Durant tout notre trajet en voiture, je parviens à mener une conversation normale avec Maïwenn, notamment autour de la promenade qu'elle a faite la veille, mais aussi des différents lieux que nous traversons. Parler de mon pays est un moindre mal alors que je ne pense qu'à Alexis. Nous arrivons avec une bonne demi-heure d'avance à Montélimar, ce qui nous permet de laisser la voiture sur le parking de l'agence de location et de déposer les papiers dans la boîte à lettres, puisqu'elle n'est pas ouverte le dimanche.

Une fois dans le train, nous consacrons une petite heure à travailler. Monsieur Legris lui a déjà fait parvenir une liste de documents ou d'éléments complémentaires dont il va avoir besoin. Ce monsieur me paraît aussi efficace que Maïwenn. Elle a également reçu un message de Monsieur Charny, lui disant que la visite avait été très complète pour lui et qu'il lui ferait parvenir les premiers éléments de son étude prochainement. Je ne doute pas que nous allons vite avoir de quoi mener notre réflexion et avancer. Je sens Maïwenn très enthousiaste et je la comprends. Cela me fait du bien et me permet aussi de relativiser : oui, les choses avancent. Et même plus vite que je ne le pensais. D'autant que dans le courant du mois d'avril, elle va se rendre en Thaïlande et en Turquie. Elle sera accompagnée par l'adjoint de Laurent, Jean-Michel. Dans ces pays où la place de la femme est parfois reléguée au-delà du second rang, un interlocuteur masculin passera mieux. N'en déplaise à mes idées féministes. Il faut être réaliste, aussi. Et Jean-Michel connaît bien le terrain pour se rendre dans ces deux usines au moins une fois par an et pour être l'interlocuteur privilégié des deux directions sur place.

Ainsi Maïwenn aura-t-elle, à son retour, tous les éléments pour terminer son étude, car je suis quasi-certaine que les chargés d'études auront rendu leurs conclusions pour la fin avril. Avec un peu de chance, nous pourrions présenter de solides arguments lors d'une réunion de direction en juin. Avant l'été. Et peut-être engager des travaux avant la fin de l'année, que ce soit à Libourne ou en Ardèche. Ce qui me fait penser qu'il va falloir que je descende à Libourne prochainement, pour voir où en sont les travaux de rénovation de l'usine.
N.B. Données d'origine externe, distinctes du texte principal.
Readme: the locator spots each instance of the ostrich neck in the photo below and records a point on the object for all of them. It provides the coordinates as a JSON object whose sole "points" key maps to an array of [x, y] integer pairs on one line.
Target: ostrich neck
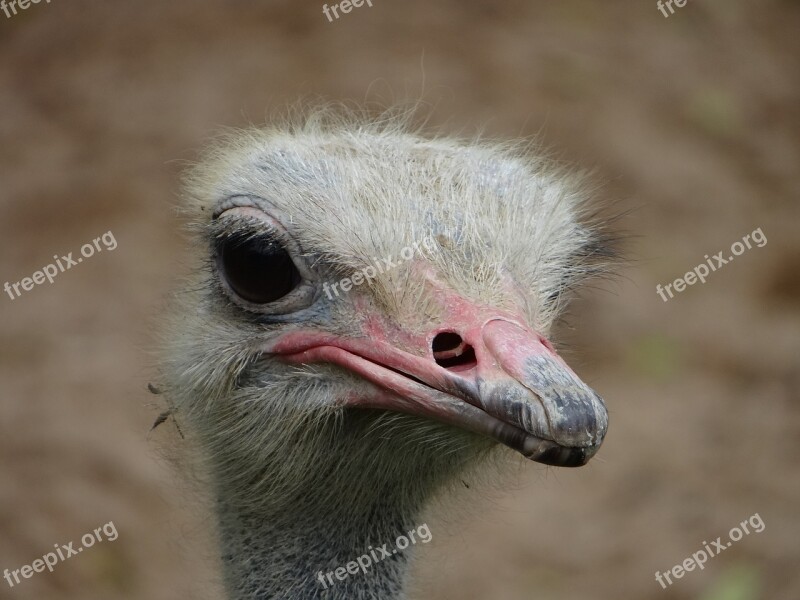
{"points": [[294, 554]]}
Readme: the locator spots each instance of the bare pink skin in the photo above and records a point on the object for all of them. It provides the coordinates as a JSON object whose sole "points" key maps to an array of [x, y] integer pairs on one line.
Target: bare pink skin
{"points": [[497, 394]]}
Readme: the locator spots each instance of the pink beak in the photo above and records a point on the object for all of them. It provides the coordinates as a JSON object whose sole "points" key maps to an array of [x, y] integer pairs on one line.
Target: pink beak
{"points": [[497, 379]]}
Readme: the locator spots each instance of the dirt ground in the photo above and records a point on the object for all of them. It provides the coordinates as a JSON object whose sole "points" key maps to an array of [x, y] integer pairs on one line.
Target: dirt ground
{"points": [[692, 126]]}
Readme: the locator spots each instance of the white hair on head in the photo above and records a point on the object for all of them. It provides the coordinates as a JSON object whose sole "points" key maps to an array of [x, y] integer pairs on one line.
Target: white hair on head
{"points": [[505, 228]]}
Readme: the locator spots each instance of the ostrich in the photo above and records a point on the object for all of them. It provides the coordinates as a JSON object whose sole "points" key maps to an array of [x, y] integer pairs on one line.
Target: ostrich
{"points": [[329, 414]]}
D'après les comptes-rendus que je reçois chaque semaine, le chantier se déroule bien. Les syndicats n'ont pas lancé d'alerte particulière quant aux changements pour certains postes ; la plupart du temps, il s'agit de changements ponctuels : des bureaux déplacés dans des algécos pour le personnel administratif, le temps que les travaux soient réalisés dans le bâtiment de la direction. Des arrêts ponctuels de la chaîne de fabrication, même si nous avions convenu avec le maître d'œuvre que cela se fasse le plus possible la nuit ou le week-end, pour interrompre au minimum la fabrication des produits.

En quelques mots, les choses roulent et ça me va.
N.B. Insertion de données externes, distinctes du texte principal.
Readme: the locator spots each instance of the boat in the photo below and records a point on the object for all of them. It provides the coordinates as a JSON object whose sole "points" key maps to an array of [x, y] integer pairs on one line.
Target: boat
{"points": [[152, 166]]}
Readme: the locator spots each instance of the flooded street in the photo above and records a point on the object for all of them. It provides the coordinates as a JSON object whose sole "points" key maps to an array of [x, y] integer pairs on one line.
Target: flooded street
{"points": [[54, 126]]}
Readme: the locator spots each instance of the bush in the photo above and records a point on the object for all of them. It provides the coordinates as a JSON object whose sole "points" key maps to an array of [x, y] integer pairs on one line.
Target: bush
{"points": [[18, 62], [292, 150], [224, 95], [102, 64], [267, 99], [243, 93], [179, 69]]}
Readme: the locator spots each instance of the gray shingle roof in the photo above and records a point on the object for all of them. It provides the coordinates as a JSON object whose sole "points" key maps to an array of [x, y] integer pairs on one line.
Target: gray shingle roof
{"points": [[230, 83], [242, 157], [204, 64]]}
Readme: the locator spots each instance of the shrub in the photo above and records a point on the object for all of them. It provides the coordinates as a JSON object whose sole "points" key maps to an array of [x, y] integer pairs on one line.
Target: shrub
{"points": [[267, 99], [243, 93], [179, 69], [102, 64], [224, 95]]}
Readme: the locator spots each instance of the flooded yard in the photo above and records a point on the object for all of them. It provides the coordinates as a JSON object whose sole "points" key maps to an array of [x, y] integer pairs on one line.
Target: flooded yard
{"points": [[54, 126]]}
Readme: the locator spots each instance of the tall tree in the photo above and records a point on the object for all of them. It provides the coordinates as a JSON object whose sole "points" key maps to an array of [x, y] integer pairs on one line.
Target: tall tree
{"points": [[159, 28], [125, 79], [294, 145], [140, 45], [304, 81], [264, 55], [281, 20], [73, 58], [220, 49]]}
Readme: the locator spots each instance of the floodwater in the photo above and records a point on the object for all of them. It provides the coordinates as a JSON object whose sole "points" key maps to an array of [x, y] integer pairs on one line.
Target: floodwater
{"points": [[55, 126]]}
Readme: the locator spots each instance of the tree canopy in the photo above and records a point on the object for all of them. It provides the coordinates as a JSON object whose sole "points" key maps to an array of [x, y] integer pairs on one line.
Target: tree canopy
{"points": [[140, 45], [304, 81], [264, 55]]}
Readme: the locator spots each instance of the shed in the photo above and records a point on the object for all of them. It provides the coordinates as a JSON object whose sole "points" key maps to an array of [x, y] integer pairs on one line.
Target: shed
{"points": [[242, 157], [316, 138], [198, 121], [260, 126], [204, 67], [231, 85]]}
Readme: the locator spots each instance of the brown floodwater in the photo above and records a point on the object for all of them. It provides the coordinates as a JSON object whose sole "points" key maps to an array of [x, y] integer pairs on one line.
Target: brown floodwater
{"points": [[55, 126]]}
Nous nous plongeons ensuite chacune dans d'autres occupations : après tout, nous sommes le lundi de Pâques, c'est férié et Maïwenn a droit à son repos. Elle poursuit la lecture d'un "pavé" entamé lors du trajet aller. Quant à moi, je laisse mes pensées vagabonder tout en regardant le paysage. Je lis peu : j'ai peu de temps à consacrer à la lecture, même si je m'efforce de lire quelques pages chaque semaine et notamment le week-end.

Mes pensées repartent vers Antraigues et Alexis. A cette heure, il a dû rejoindre les champions pour une partie de pétanque. Du fait de ma visite, il n'avait pas partagé ce moment avec eux depuis deux semaines, juste avant l'ouverture du cabinet. Je les imagine bien, tous, sur la place, profitant aussi de ce doux soleil printanier.

Et cette pensée apaise un peu ma tristesse de m'éloigner de lui.